Ussing's flux ratio theorem for nonlinear diffusive transport with chemical interactions

Ussing's flux ratio theorem (1978) reflects a reciprocal relationship behavior between the unidirectional fluxes in asymmetric steady diffusion-convection in a membrane slab. This surprising result has led to many subsequent studies in a wide range of applications, in particular involving linear models of time dependent problems in biology and physiology. Ussing's theorem and its extensions are inherently linear in character. It is of considerable interest to ask to what extent these results apply, if at all, in situations involving, for example, nonlinear reaction.
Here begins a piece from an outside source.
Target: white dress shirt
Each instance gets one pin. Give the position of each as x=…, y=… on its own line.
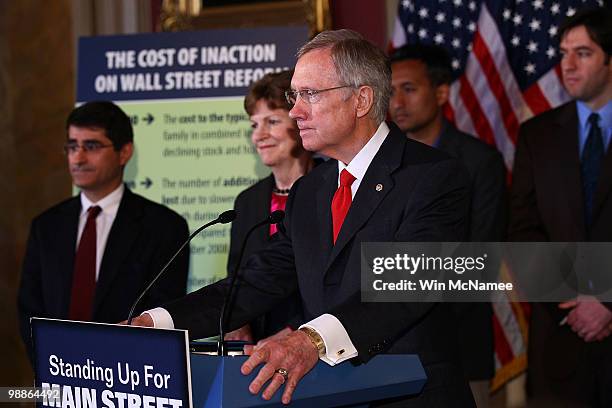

A physiologically interesting situation has been considered by Weisiger et at. (1989, 1991, 1992) and by McNabb et al. (1990, 1991) who studied the role of albumin in the transport of ligands across aqueous diffusion barriers in a liver membrane slab. The results are that there exist reciprocal relationships between unidirectional fluxes in the steady state, although albumin is chemically interacting in a nonlinear way of the diffusion processes. However, the results do not hold in general at early times. Since this type of study first started, it has been speculated about when and how the Ussing's flux ratio theorem fails in a general diffusion-convection-reaction system. In this paper we discuss the validity of Ussing-type theorems in time-dependent situations, and consider the limiting time behavior of a general nonlinear diffusion system with interaction.